Figure 3. (A) MALDI MSI images of 3 N-glycans localized to immuocaptured proteins. (B) Example abundant N-glycans detected for each captured glycoprotein. (C) Quantification of two N-glycan signals on two different proteins in human serum from patie… — **Figure 3. (A)** MALDI MSI images of 3 N-glycans localized to immuocaptured proteins. (B) Example abundant N-glycans detected for each captured glycoprotein. (C) Quantification of two N-glycan signals on two different proteins in human serum from patients with and without cancer.

Conclusions

We demonstrate the use of the HTX TM-Sprayer for N-glycan release and matrix coating on immunocaptured protein arrays. This method has been successfully used for multiplexed N-glycan profiling on serum proteins. MALDI MS analysis illustrated that N-glycans can be detected at localized capture spots with high accuracy. This methodology could be further applied to other biofluids or cell supernatants, assaying any glycoproteins for which validated antibodies exists.

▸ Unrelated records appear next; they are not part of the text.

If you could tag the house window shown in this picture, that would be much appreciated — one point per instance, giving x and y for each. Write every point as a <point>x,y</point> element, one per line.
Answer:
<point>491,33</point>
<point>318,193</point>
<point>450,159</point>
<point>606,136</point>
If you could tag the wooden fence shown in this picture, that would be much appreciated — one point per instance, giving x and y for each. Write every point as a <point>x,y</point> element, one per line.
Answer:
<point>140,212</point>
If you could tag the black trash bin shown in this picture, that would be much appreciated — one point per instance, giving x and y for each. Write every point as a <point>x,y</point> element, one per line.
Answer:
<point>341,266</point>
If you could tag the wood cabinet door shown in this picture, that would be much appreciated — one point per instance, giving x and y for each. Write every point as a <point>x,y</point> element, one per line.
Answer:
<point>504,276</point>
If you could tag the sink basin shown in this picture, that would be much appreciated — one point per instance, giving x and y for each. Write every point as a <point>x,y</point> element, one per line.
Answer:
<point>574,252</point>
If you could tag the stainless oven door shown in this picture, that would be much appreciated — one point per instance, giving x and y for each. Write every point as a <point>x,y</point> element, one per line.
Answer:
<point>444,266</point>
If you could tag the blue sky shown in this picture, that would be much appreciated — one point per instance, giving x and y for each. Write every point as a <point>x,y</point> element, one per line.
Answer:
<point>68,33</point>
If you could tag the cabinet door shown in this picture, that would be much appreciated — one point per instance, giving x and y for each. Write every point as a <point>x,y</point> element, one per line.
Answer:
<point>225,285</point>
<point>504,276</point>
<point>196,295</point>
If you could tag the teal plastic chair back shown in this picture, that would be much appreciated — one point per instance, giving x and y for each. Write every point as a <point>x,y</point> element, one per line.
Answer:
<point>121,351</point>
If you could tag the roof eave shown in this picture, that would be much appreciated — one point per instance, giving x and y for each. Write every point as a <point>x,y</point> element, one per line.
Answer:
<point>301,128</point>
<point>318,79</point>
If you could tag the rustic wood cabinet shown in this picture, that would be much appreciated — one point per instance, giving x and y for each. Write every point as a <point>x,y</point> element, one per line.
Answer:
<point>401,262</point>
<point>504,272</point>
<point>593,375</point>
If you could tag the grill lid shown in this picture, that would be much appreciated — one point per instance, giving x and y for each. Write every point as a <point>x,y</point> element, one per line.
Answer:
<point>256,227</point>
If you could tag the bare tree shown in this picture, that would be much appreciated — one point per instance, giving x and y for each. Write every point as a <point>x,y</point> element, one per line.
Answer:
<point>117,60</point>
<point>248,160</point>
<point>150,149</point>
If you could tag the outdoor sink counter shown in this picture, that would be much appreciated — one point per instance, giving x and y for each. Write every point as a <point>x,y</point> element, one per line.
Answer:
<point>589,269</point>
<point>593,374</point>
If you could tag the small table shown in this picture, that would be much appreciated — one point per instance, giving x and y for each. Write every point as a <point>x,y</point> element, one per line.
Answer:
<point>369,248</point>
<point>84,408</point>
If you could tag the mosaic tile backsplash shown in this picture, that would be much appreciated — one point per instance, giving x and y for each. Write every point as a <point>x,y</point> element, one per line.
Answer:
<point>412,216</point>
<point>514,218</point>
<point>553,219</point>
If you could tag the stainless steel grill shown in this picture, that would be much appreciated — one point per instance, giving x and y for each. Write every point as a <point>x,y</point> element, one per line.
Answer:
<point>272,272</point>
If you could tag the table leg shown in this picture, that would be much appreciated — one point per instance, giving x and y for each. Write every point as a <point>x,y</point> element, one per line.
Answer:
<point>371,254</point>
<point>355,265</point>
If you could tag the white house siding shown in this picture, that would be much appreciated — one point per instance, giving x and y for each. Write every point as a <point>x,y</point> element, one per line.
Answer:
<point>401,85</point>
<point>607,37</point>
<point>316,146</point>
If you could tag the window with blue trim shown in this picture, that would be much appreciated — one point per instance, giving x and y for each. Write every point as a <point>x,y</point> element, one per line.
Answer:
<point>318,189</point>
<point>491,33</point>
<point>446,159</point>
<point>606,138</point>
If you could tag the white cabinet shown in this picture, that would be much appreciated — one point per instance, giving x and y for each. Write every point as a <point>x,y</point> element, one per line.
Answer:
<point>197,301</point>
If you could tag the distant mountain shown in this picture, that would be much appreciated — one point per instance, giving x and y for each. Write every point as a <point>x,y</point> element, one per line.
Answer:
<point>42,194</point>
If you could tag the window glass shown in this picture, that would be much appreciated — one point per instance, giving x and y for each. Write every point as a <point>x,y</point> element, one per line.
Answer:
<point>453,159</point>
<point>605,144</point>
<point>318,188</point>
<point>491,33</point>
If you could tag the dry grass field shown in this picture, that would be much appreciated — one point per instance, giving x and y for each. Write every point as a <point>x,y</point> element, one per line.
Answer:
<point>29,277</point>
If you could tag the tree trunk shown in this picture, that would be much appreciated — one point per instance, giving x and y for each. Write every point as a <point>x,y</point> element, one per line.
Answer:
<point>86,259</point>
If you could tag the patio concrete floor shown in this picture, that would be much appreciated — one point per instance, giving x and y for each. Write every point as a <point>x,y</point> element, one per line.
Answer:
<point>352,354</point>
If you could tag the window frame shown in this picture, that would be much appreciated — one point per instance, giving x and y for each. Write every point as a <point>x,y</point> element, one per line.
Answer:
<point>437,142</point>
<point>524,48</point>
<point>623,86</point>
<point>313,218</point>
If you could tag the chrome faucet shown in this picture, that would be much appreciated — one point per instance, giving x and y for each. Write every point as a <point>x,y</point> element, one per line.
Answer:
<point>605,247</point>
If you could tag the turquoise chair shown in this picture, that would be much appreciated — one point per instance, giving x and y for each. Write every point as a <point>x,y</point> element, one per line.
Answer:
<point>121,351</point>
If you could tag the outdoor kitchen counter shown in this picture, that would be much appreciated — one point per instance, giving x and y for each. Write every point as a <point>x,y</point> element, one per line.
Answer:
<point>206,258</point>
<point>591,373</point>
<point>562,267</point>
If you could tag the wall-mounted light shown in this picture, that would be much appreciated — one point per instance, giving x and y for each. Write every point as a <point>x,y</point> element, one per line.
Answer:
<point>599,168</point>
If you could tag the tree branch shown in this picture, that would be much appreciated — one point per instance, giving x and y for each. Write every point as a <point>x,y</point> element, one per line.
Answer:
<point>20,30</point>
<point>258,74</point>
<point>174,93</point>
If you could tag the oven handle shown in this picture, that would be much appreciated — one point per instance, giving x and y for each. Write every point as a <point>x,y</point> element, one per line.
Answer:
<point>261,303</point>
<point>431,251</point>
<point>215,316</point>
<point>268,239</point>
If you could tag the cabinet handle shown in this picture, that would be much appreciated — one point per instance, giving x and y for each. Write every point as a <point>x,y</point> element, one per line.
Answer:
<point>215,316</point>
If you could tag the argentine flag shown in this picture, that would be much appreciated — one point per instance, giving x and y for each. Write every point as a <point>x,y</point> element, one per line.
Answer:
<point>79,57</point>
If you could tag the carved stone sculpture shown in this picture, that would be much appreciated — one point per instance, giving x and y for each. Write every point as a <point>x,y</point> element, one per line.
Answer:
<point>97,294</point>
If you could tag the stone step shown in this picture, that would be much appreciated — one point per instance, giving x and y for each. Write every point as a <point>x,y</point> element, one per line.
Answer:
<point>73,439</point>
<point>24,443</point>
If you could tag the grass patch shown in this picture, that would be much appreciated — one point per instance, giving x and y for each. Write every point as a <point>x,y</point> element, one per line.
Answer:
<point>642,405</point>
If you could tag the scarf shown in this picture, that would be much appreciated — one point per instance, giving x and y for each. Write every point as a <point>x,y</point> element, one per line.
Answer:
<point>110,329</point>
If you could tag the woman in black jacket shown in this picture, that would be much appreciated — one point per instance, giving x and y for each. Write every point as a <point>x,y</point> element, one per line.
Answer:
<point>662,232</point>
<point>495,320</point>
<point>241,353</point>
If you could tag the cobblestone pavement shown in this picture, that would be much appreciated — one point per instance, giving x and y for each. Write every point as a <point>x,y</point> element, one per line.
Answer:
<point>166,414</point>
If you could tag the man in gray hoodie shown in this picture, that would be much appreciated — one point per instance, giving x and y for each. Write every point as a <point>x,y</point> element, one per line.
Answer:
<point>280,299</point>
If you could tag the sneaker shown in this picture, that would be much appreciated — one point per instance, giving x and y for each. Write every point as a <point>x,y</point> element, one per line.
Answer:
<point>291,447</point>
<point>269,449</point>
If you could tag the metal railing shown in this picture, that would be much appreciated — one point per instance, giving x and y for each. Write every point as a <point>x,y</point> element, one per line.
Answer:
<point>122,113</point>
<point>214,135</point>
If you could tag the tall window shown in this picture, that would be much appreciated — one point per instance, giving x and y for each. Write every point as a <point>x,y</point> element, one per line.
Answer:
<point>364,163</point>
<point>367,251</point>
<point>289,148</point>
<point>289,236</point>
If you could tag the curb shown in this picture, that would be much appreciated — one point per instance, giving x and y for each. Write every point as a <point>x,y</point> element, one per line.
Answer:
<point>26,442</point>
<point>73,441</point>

The images and data presented here were provided by Alyson Black, Dr. Peggi Angel, Dr. Richard Drake, and Dr. Anand Mehta of the Medical University of South Carolina. This work was originally presented in Black, A.P., Liang, H., West, C.A., Wang, M., Herrera, H.P., Haab, B.B., Angel, P.M., Drake, R.R., and Mehta, A.S. (2019) A novel mass spectrometry platform for multiplexed N-glycoprotein biomarker discovery from patient biofluids by antibody panel based N-glycan imaging. Analytical Chemistry. 91:8429-8435.

References

(1) Black AP, Angel PM, Drake RR, and Mehta AS. Antibody panel based N-glycan imaging for N-glycoprotein biomarker discovery. Curr. Protoc. Protein Sci. 2019;98:e99.

(2) Black AP, Liang H, West CA, Wang M, Herrera HP, Haab BB, Angel PM, Drake RR, and Mehta AS. A novel mass spectrometry platform for multiplexed N-glycoprotein biomarker discovery from patient biofluids by antibody panel based N-glycan imaging. Anal. Chem. 2019;91:8429-8435.

(3) Drake RR, Powers TW, Norris-Candea K, Mehta AS, and Angel PM. In situ imaging of N-glycans by MALDI imaging mass spectrometry of fresh or formalin-fixed paraffin-embedded tissue. Curr. Protoc. Prot. Sci. 2018;94:e68.